I had not intended to begin this review by referring to another of Norman Thelwell’s books; but I feel it worth noting that plank bridges feature not only for real in the autobiographical “A Plank Bridge By A Pool” (1978) but also within the cartoons in, “Compleat Tangler” (1967). Each book, in its own way, nods affectionately to that famous fisherman Izaak Walton; who died and was buried in Winchester cathedral, in 1683.

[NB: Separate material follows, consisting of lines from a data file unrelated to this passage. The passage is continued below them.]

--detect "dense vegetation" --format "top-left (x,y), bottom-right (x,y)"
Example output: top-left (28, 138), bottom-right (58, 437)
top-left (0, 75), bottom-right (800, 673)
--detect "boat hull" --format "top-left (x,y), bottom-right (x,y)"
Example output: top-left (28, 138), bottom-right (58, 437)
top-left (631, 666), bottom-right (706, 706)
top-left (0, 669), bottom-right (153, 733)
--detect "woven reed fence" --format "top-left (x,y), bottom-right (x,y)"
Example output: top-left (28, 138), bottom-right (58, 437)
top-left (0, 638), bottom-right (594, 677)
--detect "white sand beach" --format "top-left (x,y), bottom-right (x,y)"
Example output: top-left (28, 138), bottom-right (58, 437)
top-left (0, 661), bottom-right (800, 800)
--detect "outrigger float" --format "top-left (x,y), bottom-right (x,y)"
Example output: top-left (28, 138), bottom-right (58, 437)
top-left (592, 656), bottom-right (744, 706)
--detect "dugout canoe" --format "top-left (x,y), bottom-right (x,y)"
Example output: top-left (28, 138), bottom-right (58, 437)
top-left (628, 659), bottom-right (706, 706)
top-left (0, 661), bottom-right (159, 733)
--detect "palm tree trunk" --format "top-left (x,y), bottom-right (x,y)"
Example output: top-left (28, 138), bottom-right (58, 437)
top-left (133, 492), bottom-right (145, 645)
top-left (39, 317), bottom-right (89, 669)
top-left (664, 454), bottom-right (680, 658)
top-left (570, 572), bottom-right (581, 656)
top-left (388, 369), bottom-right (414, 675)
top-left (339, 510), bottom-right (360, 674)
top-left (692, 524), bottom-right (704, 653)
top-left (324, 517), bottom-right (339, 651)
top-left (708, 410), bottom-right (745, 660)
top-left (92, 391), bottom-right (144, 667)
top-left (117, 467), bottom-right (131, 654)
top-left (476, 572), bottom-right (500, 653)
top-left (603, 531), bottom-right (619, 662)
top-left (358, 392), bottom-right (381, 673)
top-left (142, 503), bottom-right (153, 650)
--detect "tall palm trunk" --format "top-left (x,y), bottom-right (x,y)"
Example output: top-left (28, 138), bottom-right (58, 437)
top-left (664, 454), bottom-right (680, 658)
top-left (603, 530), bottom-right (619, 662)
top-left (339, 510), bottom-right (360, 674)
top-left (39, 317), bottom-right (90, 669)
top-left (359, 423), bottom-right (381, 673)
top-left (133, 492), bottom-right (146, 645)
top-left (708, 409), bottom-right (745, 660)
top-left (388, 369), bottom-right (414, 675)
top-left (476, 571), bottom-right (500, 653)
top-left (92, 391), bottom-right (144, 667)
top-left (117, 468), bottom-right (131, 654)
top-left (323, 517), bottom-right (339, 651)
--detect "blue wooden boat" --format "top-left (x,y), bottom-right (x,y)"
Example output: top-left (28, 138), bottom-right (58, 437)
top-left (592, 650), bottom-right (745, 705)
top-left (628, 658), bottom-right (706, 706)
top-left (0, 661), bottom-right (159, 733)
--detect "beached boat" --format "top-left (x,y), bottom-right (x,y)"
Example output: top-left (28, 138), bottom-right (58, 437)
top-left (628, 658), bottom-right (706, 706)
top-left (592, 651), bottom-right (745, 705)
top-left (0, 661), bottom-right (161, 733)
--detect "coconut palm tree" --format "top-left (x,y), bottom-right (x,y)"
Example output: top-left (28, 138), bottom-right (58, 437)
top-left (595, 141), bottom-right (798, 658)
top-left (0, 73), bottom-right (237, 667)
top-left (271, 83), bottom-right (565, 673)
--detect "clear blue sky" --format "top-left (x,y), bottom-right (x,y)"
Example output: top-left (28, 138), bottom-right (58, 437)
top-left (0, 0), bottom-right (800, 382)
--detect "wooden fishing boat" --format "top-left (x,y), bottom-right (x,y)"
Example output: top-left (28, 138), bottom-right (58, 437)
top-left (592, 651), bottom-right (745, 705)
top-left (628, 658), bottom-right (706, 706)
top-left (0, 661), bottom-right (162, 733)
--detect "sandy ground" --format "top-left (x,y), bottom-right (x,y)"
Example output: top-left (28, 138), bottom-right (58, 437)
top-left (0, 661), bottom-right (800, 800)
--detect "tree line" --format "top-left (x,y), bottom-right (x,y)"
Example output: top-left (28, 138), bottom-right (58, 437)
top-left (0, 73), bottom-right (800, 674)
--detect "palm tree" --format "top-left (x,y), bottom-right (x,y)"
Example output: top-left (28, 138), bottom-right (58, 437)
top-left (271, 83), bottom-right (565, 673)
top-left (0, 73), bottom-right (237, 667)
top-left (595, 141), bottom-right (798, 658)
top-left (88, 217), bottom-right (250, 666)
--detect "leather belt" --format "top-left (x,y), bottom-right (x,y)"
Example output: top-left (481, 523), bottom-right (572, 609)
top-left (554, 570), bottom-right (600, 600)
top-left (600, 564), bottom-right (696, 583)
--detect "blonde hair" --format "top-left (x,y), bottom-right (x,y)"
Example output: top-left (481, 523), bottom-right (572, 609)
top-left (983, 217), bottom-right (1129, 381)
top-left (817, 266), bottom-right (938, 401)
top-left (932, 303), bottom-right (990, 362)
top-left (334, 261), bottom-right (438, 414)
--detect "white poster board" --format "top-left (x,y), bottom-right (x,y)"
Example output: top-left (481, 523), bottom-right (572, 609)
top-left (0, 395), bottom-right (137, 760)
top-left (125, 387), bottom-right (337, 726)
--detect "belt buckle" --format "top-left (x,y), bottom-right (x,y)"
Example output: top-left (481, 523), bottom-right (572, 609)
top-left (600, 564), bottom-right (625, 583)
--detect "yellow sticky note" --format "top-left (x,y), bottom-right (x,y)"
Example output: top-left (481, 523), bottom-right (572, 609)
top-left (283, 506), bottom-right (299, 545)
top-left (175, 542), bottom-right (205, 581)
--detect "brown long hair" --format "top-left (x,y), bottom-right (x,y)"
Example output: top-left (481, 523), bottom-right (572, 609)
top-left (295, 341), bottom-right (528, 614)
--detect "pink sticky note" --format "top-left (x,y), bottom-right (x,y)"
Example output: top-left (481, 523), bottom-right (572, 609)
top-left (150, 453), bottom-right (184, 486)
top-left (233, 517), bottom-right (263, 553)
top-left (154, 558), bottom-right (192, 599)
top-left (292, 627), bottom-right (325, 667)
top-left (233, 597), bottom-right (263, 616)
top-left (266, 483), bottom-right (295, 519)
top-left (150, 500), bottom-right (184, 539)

Thelwell writes enchantingly not only of one of the very loveliest parts of Hampshire: the famed chalk streams begotten of the River Test, dreamt of by fishermen the world over, yet ignored by almost all tourists. He also champions the side of male comradeship. Practically every constituent project of his great vision to mould and shape his land is first mapped out by pencil on beer mats by him and his three mates in the pub of a Friday evening. Almost a Southern “Last of the Summer Wine” (BBC) perhaps; yet different too, in that these practical men, Bob, Bill, Douglas, and of course Norman, strongly bound together in friendship, are practical men of action and achievement. That doesn’t prevent Thelwell affectionately observing, “Bob is not a car lover and his vehicle had a lived-in kind of look, but the white stripe was kept fresh by the pied wagtail that created it.” (p.49).
Not only are humpback bridges common within both books; but also, (one example), the wickedly observed and very funny episode of the unnamed General in hot pursuit of his fish (CT, pp.124-125), and (APBBAP, pp.132-135): “I was almost trampled as he rushed by, wide-eyed with terror…”. The extra dimension added by reading these two books open side by side is well worth it. Interesting also, to realise that the great project to excavate the ground with the aim of creating a lake, began at Christmas 1967 (APBBAP, p.22), the same year that “Compleat Tangler” was first published.
There is something intoxicatingly addictive about Thelwell’s lyrical writing, whether he is putting his heart into writing about the labour of time and love to visualise and make real his plans for lake and islands; or when in knowledgeable naturalist mode, woven with an affectionately addictive dry humour, he casts line and eye to observe and record the quirks and foibles of the wildlife, both furred and feathered, which choose to make, or endeavour to make, their homes alongside his. Town life barely gets a look in, other than mention of the soft, distant sound of the bells of Romsey Abbey [see (http://www.youtube.com/watch?v=GiVRpc... where in the ringing chamber the eight bells are called into the changes of Cambridge Surprise Major (at the 1.22 min. point)].
This positively therapeutic book is peppered throughout with very many exquisitely drawn black and white illustrations by the great man himself, of wildlife and habitats; and before and after endpaper sketch maps of the transformation of his house, “Heron’s Mead”; on its land. The chapter headings are amongst the most discrete I have observed in any book; pitch perfect in the manner by which they support the nature and flow of the text; marking place and time, and smoothing the bubbling and gurgling flow of narrative.
Essentially this book is a description of how Thelwell created and adapted a lake in the bottom of his garden and the wildlife it attracted but it is also really a tribute to his love of nature and in particular the riverside environment. Some parts are anecdotal, where his humour comes through, others poetical. His detailed and beautiful illustrations alone are worth getting the book for, depicting the waterside wildlife and Hampshire chalk stream scenery. A gentle, quiet read, that can be dipped into, for those who love nature.